La communication est loin d’être une question d’improvisation pour Rudi Garcia. Le Français est réputé pour sa gouaille, et la conférence de presse entourant sa première sélection n’a fait que le confirmer. Lorsqu’il prend la parole, le nouveau sélectionneur détaille les raisons de la présence de 26 joueurs dont quatre gardiens dans la liste qu’il va dévoiler, puis précise en souriant qu’il fait tous les efforts possibles pour prononcer les noms néerlandophones de la meilleure des manières. L’opération séduction a lieu en français, y compris quand il faut retisser le lien avec les supporters en rencontrant l’un des symboles des tribunes, le célèbre «Obelgix», en marge de cette rencontre avec les médias.

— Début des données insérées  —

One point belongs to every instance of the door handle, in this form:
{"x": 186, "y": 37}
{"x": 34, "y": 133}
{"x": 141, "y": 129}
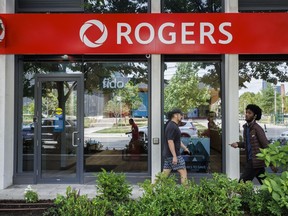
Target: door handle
{"x": 73, "y": 139}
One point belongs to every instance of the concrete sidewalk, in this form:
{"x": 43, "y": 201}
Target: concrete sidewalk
{"x": 50, "y": 191}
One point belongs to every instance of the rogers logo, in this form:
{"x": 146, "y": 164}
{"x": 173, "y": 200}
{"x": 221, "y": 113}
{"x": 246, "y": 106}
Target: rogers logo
{"x": 2, "y": 30}
{"x": 85, "y": 39}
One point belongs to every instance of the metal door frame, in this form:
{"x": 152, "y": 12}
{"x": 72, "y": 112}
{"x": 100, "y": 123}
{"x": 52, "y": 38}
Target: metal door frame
{"x": 39, "y": 78}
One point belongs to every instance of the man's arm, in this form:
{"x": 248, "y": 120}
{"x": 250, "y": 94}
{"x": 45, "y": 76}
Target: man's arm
{"x": 184, "y": 147}
{"x": 172, "y": 150}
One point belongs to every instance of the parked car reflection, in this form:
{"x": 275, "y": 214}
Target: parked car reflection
{"x": 51, "y": 139}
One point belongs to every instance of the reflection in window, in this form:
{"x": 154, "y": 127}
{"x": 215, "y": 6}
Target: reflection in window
{"x": 26, "y": 143}
{"x": 264, "y": 83}
{"x": 192, "y": 6}
{"x": 114, "y": 93}
{"x": 116, "y": 6}
{"x": 194, "y": 87}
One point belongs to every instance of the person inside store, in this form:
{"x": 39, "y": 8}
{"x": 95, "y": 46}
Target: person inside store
{"x": 134, "y": 142}
{"x": 254, "y": 138}
{"x": 211, "y": 125}
{"x": 172, "y": 144}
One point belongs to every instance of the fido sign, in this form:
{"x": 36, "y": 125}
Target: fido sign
{"x": 220, "y": 33}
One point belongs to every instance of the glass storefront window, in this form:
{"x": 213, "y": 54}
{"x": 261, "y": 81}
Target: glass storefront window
{"x": 194, "y": 87}
{"x": 115, "y": 6}
{"x": 25, "y": 148}
{"x": 191, "y": 6}
{"x": 265, "y": 84}
{"x": 114, "y": 94}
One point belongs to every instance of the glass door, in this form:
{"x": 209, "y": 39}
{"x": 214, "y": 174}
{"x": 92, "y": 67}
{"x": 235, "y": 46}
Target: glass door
{"x": 59, "y": 128}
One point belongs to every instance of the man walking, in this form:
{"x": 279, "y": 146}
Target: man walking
{"x": 254, "y": 138}
{"x": 172, "y": 144}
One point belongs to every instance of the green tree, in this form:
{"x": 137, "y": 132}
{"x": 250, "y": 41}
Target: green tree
{"x": 124, "y": 100}
{"x": 130, "y": 96}
{"x": 196, "y": 6}
{"x": 267, "y": 100}
{"x": 245, "y": 99}
{"x": 184, "y": 90}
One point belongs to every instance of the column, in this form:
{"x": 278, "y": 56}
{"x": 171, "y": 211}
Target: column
{"x": 155, "y": 111}
{"x": 6, "y": 109}
{"x": 232, "y": 165}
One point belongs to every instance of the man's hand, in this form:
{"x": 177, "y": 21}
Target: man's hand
{"x": 234, "y": 145}
{"x": 274, "y": 169}
{"x": 174, "y": 160}
{"x": 187, "y": 150}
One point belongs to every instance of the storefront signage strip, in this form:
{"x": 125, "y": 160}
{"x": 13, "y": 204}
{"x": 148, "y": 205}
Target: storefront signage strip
{"x": 229, "y": 33}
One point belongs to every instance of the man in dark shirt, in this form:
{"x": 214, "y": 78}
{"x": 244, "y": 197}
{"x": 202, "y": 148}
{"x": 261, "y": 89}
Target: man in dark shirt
{"x": 134, "y": 130}
{"x": 254, "y": 139}
{"x": 172, "y": 144}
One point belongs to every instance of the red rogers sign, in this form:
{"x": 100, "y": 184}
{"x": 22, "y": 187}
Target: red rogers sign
{"x": 229, "y": 33}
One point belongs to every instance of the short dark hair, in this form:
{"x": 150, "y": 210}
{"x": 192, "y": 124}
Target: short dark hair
{"x": 172, "y": 112}
{"x": 256, "y": 110}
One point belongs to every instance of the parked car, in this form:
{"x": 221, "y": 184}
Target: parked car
{"x": 283, "y": 137}
{"x": 186, "y": 127}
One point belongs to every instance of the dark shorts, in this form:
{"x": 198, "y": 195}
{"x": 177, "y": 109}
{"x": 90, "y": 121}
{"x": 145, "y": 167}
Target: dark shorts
{"x": 180, "y": 164}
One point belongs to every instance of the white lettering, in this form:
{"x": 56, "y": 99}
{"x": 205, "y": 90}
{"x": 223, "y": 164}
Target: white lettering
{"x": 172, "y": 35}
{"x": 124, "y": 34}
{"x": 120, "y": 84}
{"x": 208, "y": 33}
{"x": 137, "y": 33}
{"x": 105, "y": 83}
{"x": 112, "y": 84}
{"x": 168, "y": 35}
{"x": 185, "y": 33}
{"x": 226, "y": 33}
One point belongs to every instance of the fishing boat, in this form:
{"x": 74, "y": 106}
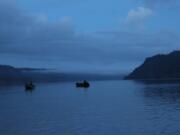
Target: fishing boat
{"x": 29, "y": 86}
{"x": 83, "y": 84}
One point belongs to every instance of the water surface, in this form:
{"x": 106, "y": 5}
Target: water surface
{"x": 106, "y": 108}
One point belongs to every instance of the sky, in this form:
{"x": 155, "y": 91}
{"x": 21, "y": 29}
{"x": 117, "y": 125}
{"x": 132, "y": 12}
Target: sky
{"x": 89, "y": 36}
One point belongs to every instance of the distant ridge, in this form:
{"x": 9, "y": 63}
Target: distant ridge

Des 26 noms cités par Rudi Garcia au discours servi en justification, les mots semblent avoir trouvé leur cible dans l’auditorium du centre national de Tubize. Même l’éventuelle problématique du retour de Thibaut Courtois a été balayée dans un mélange de clarté et de fermeté. Au cœur de mots si minutieusement choisis, il est forcément plus simple de déceler des indices qui esquissent les Diables Rouges du futur. En six phrases, le nouveau sélectionneur de la Belgique a glissé les fils conducteurs de son début de mandat.

1. «Je n’ai pas du tout regardé ce qui s’était fait avant»

Au moment de justifier les noms placés sur sa liste, Rudi Garcia a systématiquement rejeté les regards dans le rétroviseur. Pas d’allusion aux noms de retour dans la sélection après avoir été laissés de côté par Domenico Tedesco, et une ferme affirmation autour de la génération dorée: «Il faut arrêter de parler de cette génération de 2012-2022 qui n’est plus», glisse ainsi le Français pour se tourner vers le futur. Dans sa liste de 26 noms, il est ainsi parvenu à placer six joueurs qui n’avaient pas reçu la moindre minute de jeu sous les ordres de son prédécesseur. Presque une prouesse, quand on sait que l’Italo-Allemand avait utilisé 45 joueurs, dont certains avec une très grande parcimonie puisque seize d’entre eux avaient joué moins de 90 minutes.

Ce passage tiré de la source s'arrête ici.